I will readily admit my ignorance to most things scientific. I believe I have a decent grasp on major theological themes but the convergence of the two is another story. Enter John Polkinghorne. Polkinghorne is a former particle physicist who helped advance the study of quarks and gluons (the things that make up atoms) he knows his science! However he is also an Anglican Priest, so he knows theology as well. He has written extensively on the frontier land of science and theology. I picked up a brief book entitled, Traffic in Truth: Exchanges between Science and Theology this weekend. It's in simple layman's terms but well worth a read.

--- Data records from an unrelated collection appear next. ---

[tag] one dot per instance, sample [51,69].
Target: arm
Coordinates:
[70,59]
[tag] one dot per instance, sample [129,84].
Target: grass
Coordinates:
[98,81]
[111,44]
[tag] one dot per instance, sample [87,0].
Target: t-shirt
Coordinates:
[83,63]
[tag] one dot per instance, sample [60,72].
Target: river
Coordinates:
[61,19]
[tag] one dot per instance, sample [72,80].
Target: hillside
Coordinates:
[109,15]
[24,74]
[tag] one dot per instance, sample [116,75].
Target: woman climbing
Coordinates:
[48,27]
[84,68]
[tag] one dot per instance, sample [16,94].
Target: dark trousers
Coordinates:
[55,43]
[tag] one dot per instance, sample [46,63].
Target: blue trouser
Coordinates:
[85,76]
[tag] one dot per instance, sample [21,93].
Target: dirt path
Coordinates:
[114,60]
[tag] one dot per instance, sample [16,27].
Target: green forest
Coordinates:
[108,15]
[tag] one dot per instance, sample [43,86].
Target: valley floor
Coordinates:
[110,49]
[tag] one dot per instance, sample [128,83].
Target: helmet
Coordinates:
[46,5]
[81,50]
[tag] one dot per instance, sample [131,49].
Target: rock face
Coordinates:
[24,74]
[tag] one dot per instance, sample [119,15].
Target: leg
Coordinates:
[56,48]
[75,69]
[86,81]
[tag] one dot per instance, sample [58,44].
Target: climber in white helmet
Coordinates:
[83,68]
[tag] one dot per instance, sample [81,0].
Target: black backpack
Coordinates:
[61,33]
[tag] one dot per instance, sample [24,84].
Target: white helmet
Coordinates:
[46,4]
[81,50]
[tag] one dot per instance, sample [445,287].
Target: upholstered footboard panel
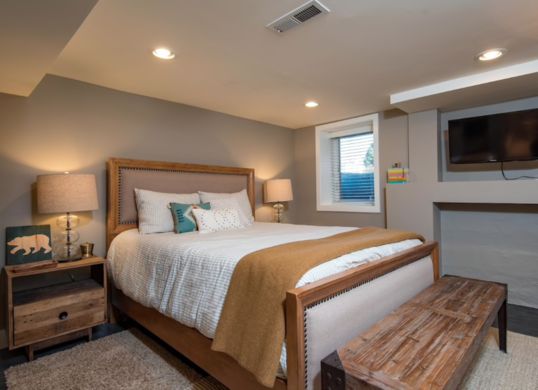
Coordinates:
[332,322]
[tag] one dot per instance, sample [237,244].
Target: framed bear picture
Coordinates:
[26,244]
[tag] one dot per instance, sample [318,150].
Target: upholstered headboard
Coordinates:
[125,175]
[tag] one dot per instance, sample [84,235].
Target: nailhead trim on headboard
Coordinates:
[326,299]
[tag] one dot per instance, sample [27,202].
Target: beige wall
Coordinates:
[67,125]
[392,148]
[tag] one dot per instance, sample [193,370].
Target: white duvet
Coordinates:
[186,276]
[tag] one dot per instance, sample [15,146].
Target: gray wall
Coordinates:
[491,171]
[487,227]
[67,125]
[494,242]
[392,148]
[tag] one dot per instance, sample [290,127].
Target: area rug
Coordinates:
[131,360]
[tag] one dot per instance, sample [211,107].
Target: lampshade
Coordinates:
[278,190]
[66,193]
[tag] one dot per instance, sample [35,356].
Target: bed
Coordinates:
[328,307]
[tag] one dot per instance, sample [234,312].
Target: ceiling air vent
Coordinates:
[298,16]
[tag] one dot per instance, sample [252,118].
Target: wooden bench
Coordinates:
[427,343]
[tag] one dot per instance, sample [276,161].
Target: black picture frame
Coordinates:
[28,244]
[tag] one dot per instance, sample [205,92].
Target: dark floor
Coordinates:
[521,319]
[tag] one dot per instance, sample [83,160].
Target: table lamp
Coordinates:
[67,193]
[278,191]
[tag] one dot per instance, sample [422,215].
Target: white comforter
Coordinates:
[186,276]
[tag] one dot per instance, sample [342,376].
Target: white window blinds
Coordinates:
[352,163]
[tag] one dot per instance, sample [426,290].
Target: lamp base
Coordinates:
[67,259]
[279,211]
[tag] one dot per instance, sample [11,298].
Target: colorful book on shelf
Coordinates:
[397,175]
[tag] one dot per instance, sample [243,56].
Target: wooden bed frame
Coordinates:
[196,347]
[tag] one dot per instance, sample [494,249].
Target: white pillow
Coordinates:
[217,220]
[154,215]
[230,203]
[241,197]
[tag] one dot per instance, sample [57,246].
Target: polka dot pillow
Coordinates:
[217,220]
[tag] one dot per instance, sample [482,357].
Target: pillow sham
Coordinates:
[217,220]
[241,197]
[230,203]
[154,209]
[184,221]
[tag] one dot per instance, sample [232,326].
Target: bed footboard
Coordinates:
[323,316]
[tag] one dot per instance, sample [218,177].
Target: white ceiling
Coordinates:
[350,60]
[32,35]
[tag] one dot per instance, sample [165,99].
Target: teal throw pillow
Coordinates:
[183,217]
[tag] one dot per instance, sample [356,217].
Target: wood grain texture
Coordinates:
[114,166]
[429,342]
[39,316]
[191,344]
[196,347]
[298,299]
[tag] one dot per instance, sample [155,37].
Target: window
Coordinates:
[347,165]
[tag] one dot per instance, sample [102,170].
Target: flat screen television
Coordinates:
[511,136]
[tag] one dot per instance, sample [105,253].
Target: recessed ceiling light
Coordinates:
[490,54]
[163,53]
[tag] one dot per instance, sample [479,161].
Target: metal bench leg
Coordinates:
[501,323]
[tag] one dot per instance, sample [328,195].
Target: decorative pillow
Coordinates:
[154,209]
[217,220]
[183,218]
[231,203]
[241,197]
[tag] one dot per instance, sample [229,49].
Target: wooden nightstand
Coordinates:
[44,316]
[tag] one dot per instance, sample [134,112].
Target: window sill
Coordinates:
[349,208]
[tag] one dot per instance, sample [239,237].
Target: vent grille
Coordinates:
[306,14]
[298,16]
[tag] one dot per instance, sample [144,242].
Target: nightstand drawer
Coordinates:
[39,315]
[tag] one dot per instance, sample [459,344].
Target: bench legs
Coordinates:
[501,323]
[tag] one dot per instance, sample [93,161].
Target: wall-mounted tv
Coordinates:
[511,136]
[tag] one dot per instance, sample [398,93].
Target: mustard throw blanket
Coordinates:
[251,328]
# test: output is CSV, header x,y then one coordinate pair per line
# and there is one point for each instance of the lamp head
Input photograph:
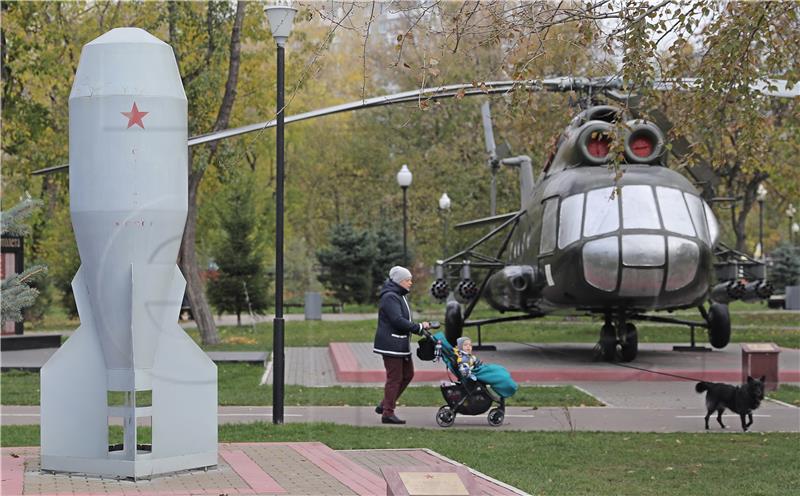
x,y
761,193
281,18
444,202
404,177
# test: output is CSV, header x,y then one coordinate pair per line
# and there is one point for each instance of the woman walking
x,y
392,340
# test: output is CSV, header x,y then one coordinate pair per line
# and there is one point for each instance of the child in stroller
x,y
478,385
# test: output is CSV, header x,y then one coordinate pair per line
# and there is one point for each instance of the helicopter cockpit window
x,y
602,212
713,226
570,220
674,211
548,240
698,217
639,208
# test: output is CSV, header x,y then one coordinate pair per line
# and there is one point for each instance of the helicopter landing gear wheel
x,y
453,322
445,416
496,417
608,342
630,342
719,325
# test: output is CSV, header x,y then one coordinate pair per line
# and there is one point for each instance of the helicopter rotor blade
x,y
769,87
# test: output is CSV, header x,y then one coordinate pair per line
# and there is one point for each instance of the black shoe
x,y
392,420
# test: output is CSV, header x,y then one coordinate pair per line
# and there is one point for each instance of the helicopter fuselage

In answering the question of how these two disciplines relate to one another, Polkinghorne states, "Science cannot tell theology how to answer theological questions, and theology cannot tell science how to answer scientific questions, but the two sets of answers will have to fit in with each other if they are really describing the one world of God's creation"(10).
In another section he discusses miracles and the resurrection of Jesus being the hinge of belief in miracles, even in God. Alone among the great religious leaders of world history, Jesus dies, not in honored old age surrounded by disciples resolved to continue the work of the master, but painfully and shamefully executed in mid-life, deserted by his followers. It seems like an ending in total failure. In fact, I believe that if that had been the end of the Jesus story, we would never have heard of him. He wrote no book and he would just have disappeared from history. But we all have heard of him, and so something must have happened to continue the story of Jesus beyond his death. I believe the Christian claim that that "something" was God's raising Jesus the first Easter Day (46-47).
Polkinghorne's writing is worthy of careful study as he integrates the two worlds of science and theology as he attempts to answer the questions of How? and Why? to the existence of life in this grand universe.